The following transactions with affiliates of Insignia were incurred during the
six months ended June 30, 1998 and 1997 (in thousands):
1998 1997
Property management fees (included in operating
expenses) $ 76 $ 73
Reimbursement for services of affiliates (included
in general and administrative expenses) 105 103
Partnership management fee (included in general
and administrative expenses) 36 36
In addition, approximately $1,000 and $2,000 of construction oversight
reimbursements were included in operating expenses for the six month periods
ended June 30, 1998 and 1997, respectively.
For the period from January 1, 1997 to August 31, 1997, the Partnership insured
its properties under a master policy through an agency affiliated with the
Managing General Partner but with an insurer unaffiliated with the Managing
General Partner. An affiliate of the Managing General Partner acquired, in the
acquisition of a business, certain financial obligations from an insurance
agency which was later acquired by the agent who placed the master policy. The
agent assumed the financial obligations to the affiliate of the Managing General
Partner which received payments on these obligations from the agent. The amount
of the Partnership's insurance premiums that accrued to the benefit of the
affiliate of the Managing General Partner by virtue of the agent's obligations
was not significant.
On March 17, 1998, Insignia entered into an agreement to merge its national
residential property management operations, and its controlling interest in IPT,
with Apartment Investment and Management Company ("AIMCO"), a publicly traded
real estate investment trust. The closing, which is anticipated to happen in
September or October of 1998, is subject to customary conditions, including
government approvals and the approval of Insignia's shareholders. If the
closing occurs, AIMCO will then control the Managing General Partner of the
Partnership.
NOTE D - CONTINGENCY
On January 24, 1990, a settlement agreement was executed by and between the
Partnership and certain defendants in connection with legal proceedings at
Commonwealth Centre. Lincoln Property Company ("Lincoln"), one of the
defendants, provided the Partnership with a deficiency certificate totaling
$1,250,000 pursuant to Lincoln's company-wide debt restructuring plan.

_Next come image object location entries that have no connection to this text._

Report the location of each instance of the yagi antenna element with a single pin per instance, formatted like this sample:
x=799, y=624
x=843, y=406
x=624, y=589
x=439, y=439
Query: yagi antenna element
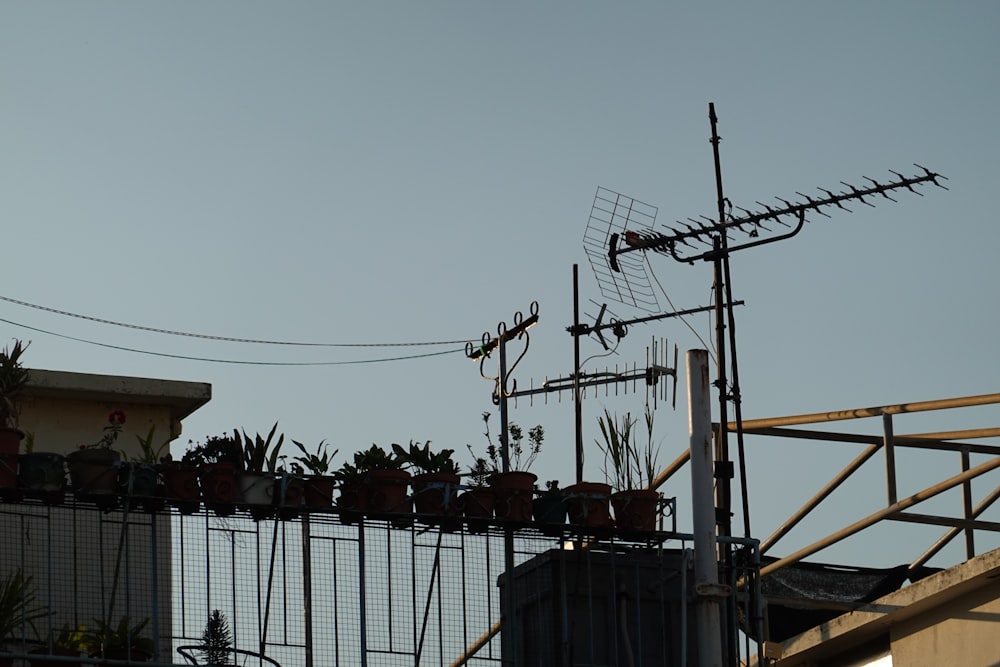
x=613, y=215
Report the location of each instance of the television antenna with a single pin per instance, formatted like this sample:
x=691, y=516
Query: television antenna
x=708, y=239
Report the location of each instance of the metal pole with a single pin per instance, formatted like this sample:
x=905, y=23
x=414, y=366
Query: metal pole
x=706, y=573
x=307, y=587
x=577, y=402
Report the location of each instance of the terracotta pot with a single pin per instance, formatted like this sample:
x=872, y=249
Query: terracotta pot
x=353, y=501
x=388, y=491
x=219, y=487
x=550, y=508
x=10, y=445
x=288, y=493
x=42, y=475
x=435, y=493
x=587, y=504
x=477, y=504
x=317, y=491
x=93, y=474
x=513, y=491
x=257, y=493
x=180, y=486
x=635, y=509
x=38, y=657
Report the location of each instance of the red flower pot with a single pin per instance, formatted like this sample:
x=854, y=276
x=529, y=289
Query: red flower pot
x=180, y=486
x=635, y=509
x=588, y=504
x=435, y=493
x=317, y=491
x=513, y=491
x=477, y=503
x=388, y=491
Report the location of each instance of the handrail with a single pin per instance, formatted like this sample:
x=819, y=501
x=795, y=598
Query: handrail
x=183, y=651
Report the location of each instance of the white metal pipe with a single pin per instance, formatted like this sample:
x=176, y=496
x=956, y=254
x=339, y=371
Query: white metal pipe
x=706, y=572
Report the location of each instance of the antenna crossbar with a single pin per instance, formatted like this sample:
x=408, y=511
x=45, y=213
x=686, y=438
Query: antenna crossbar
x=703, y=231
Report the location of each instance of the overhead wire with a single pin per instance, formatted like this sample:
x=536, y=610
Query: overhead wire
x=230, y=361
x=227, y=339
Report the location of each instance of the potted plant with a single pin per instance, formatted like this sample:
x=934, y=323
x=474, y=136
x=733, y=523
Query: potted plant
x=93, y=469
x=41, y=475
x=216, y=641
x=513, y=489
x=477, y=501
x=549, y=506
x=66, y=642
x=320, y=482
x=180, y=482
x=217, y=460
x=354, y=492
x=435, y=484
x=632, y=469
x=139, y=476
x=120, y=642
x=258, y=474
x=18, y=612
x=13, y=379
x=386, y=479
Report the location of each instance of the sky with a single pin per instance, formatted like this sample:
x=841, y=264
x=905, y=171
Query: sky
x=372, y=174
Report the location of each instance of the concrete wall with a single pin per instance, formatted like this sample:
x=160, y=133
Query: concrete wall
x=86, y=563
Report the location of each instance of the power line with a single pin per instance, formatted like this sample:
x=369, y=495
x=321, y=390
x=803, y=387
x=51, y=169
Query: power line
x=232, y=361
x=227, y=339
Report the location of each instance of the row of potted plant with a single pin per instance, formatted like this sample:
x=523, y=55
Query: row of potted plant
x=236, y=470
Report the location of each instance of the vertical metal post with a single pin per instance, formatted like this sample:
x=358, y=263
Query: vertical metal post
x=890, y=458
x=970, y=544
x=707, y=618
x=307, y=587
x=577, y=397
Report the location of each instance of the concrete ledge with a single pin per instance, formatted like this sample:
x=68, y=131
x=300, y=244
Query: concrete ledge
x=181, y=397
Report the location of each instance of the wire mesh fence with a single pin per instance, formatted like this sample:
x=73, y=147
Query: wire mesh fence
x=386, y=592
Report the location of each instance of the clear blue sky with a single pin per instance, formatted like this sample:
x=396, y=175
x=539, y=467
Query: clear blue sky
x=417, y=172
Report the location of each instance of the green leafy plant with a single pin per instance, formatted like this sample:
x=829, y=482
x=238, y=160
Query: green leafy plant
x=69, y=638
x=627, y=465
x=116, y=420
x=124, y=636
x=217, y=640
x=13, y=379
x=318, y=463
x=425, y=460
x=519, y=455
x=149, y=452
x=215, y=449
x=376, y=458
x=17, y=605
x=260, y=452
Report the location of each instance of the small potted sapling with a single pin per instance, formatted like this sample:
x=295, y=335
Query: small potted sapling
x=513, y=489
x=258, y=474
x=320, y=481
x=631, y=469
x=477, y=501
x=550, y=505
x=93, y=469
x=139, y=475
x=386, y=479
x=218, y=460
x=435, y=484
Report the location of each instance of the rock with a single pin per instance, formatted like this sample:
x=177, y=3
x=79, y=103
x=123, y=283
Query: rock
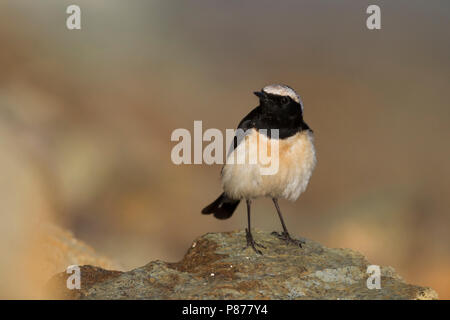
x=217, y=267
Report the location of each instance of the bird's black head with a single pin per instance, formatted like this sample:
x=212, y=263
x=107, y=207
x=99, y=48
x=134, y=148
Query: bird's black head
x=280, y=103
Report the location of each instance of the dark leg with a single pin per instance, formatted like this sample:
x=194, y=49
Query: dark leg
x=285, y=234
x=250, y=241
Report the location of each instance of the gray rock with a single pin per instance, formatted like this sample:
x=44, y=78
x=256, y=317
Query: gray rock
x=218, y=267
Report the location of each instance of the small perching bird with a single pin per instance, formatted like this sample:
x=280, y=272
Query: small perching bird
x=279, y=116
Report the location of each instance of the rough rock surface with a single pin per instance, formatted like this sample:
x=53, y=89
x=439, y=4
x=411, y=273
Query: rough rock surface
x=217, y=267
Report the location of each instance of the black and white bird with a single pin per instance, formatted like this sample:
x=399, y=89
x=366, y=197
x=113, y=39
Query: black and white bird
x=280, y=107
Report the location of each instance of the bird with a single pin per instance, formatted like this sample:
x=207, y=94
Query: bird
x=280, y=110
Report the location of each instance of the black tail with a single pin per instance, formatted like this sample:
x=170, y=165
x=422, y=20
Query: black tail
x=222, y=208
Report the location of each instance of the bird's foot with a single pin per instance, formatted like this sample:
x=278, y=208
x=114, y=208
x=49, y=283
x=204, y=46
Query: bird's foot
x=252, y=243
x=287, y=238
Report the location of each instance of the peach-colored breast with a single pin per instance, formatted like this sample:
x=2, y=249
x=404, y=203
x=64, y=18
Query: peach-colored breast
x=296, y=163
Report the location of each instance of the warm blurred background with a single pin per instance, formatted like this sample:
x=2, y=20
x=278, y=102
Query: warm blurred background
x=86, y=118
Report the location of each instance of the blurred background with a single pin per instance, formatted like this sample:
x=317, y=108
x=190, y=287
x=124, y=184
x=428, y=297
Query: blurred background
x=86, y=118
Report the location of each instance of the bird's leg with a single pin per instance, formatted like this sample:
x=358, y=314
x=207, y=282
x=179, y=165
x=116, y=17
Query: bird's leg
x=285, y=234
x=250, y=241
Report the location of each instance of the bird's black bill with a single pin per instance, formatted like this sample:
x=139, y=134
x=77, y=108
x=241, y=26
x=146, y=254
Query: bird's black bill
x=259, y=94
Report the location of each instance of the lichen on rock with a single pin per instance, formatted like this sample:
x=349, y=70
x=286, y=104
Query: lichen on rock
x=218, y=267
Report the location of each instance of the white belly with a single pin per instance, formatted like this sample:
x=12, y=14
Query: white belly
x=297, y=160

Effective December 31, 1994, the obligators under this collateral pool agreement
exercised their right to extend the maturity date of the deficiency certificates
to December 31, 1997. The senior obligators have accepted an offer to settle
the outstanding amounts due from Lincoln at a discounted rate. The Managing
General Partner is obligated to accept the settlement which equates to
approximately $256,000. Prior to this settlement, the Partnership had not
recorded the certificate in the financial statements due to the uncertainty of
receiving any funds.
With receipt of this settlement during the six months ended June 30, 1998, the
Partnership has recorded income from the settlement in the financial statements.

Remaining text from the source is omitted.